El Legado



Han pasado ya trescientos cincuenta y siete años en ese mundo inhóspito, cruel, despiadado, y que tanto había reclamado de aquellos que lo colonizaron originalmente. Es otra vez, el momento de reunirse y celebrar lo que tienen, de recordar las bases de su comunidad y devolver a la tierra todo lo que esta les ha prestado. Las ancianas lo llamaban “completar el ciclo”, y hacen una seña sobre la frente y el corazón y con una mirada de orgullo, memoria y algo más, cada vez que lo dicen. Yiana, por su parte, solo sabe que este año ella es la elegida, aquella a quien han encomendado el gran honor de representar a la comunidad, así que se encamina lentamente hacia el templo para presentarse ante la anciana.
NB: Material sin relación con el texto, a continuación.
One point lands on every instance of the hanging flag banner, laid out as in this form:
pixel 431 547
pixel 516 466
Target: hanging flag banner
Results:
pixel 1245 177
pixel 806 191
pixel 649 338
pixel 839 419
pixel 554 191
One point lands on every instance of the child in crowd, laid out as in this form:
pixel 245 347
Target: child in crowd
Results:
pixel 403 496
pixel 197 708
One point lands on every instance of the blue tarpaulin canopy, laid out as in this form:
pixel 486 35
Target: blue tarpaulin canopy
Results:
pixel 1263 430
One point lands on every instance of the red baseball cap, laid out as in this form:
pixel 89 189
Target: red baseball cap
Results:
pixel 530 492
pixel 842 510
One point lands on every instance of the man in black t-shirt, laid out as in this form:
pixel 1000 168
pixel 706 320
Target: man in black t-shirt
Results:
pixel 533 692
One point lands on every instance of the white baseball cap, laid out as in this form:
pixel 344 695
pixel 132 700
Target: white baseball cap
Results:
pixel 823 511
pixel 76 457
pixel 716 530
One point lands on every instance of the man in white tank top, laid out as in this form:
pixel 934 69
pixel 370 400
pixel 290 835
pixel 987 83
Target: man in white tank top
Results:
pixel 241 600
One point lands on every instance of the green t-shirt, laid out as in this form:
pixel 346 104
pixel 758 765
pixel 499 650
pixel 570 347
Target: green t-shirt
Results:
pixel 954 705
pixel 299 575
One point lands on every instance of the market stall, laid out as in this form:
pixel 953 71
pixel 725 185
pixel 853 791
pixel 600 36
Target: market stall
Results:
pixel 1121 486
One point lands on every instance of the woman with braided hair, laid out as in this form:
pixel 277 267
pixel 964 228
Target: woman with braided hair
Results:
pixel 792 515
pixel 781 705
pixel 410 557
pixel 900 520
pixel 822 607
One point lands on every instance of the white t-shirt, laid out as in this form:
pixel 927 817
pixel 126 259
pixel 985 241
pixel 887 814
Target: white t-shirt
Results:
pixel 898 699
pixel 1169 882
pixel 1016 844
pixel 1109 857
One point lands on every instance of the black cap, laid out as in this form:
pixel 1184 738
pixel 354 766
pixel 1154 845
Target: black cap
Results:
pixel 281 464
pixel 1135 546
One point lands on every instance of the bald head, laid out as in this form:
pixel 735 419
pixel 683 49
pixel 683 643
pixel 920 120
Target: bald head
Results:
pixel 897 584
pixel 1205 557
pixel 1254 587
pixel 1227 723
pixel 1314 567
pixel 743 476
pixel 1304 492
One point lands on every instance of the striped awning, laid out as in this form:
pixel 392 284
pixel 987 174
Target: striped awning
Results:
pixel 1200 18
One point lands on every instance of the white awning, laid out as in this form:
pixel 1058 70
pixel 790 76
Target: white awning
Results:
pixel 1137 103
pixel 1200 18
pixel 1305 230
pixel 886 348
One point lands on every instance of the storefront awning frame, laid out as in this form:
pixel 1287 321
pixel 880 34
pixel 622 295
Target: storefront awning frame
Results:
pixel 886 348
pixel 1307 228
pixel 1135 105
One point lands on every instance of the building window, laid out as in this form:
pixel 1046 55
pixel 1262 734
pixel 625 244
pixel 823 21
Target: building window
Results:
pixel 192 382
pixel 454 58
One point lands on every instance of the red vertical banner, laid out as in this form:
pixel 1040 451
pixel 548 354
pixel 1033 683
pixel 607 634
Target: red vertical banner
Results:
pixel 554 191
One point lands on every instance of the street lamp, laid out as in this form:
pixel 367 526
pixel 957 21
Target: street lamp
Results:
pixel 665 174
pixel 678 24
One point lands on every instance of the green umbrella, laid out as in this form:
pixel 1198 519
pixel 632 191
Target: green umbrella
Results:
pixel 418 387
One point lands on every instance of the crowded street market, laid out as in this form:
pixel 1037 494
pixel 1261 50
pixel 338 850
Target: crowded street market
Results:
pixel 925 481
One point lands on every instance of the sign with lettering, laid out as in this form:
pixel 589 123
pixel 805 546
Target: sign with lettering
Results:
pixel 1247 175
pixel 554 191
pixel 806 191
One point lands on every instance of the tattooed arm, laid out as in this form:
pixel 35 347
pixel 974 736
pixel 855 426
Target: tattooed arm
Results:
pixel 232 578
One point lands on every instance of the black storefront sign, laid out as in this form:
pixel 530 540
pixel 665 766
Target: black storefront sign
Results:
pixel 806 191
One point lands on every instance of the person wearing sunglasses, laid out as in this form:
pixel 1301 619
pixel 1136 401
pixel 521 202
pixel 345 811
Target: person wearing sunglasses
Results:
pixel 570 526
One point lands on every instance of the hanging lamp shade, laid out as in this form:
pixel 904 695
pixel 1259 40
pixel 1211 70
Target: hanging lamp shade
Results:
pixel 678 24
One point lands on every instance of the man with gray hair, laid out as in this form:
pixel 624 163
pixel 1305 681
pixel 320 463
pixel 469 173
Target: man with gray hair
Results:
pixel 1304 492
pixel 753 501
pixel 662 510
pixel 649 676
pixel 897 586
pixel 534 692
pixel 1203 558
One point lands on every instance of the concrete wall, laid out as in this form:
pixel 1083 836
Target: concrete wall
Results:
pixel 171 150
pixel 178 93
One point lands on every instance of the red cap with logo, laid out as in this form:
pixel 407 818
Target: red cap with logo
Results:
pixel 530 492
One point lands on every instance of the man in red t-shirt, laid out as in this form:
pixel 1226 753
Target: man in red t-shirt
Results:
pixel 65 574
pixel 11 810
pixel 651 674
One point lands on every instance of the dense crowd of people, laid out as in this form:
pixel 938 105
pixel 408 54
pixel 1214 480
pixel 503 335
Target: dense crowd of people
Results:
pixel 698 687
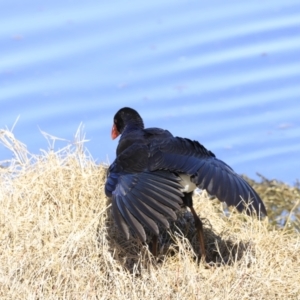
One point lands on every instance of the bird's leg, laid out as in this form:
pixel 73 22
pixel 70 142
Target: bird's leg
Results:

Casi ciento ochenta mil almas ocupan las colinas del templo, asientos improvisados apilando piedras y troncos durante años, más de los que lleva allí el pueblo, llenando las gradas de lo que parece un gran teatro. Son los hijos de los dos mil novecientos tres primeros, aquellos que llegaron de las estrellas despiadadas a un mundo desconocido, a una sorpresa en el vacío, y se han reunido como cada año. Yiana camina entre ellos, hasta el centro, hasta el altar de piedra negra, y se postra con la poca gracia que permite su avanzada preñez. La observa la estatua de la primera elegida, la doctora de la nave, Jera Sthendal.

El eclipse anual oscureció el cielo y todo se tiñó con aquella extraña penumbra conocida por todos. 

El bosque tras la estatua empezó a temblar sacudido por las pisadas de la bestia. 

El pueblo degenerado observó con horror la masacre litúrgica, oficiada por los mil hijos negros de aquella que hace pisar el suelo al andar.

La bestia, la gran cabra negra de siete ojos, se deleitó con el espectáculo banquete que su prole se dio con el sacrificio de carne, y sangre, y vida.

Yiana desaparece, devorada como moneda de cambio.

Otra vez. Otro año más. El pueblo de casi personas vuelve a sus casas, y olvida.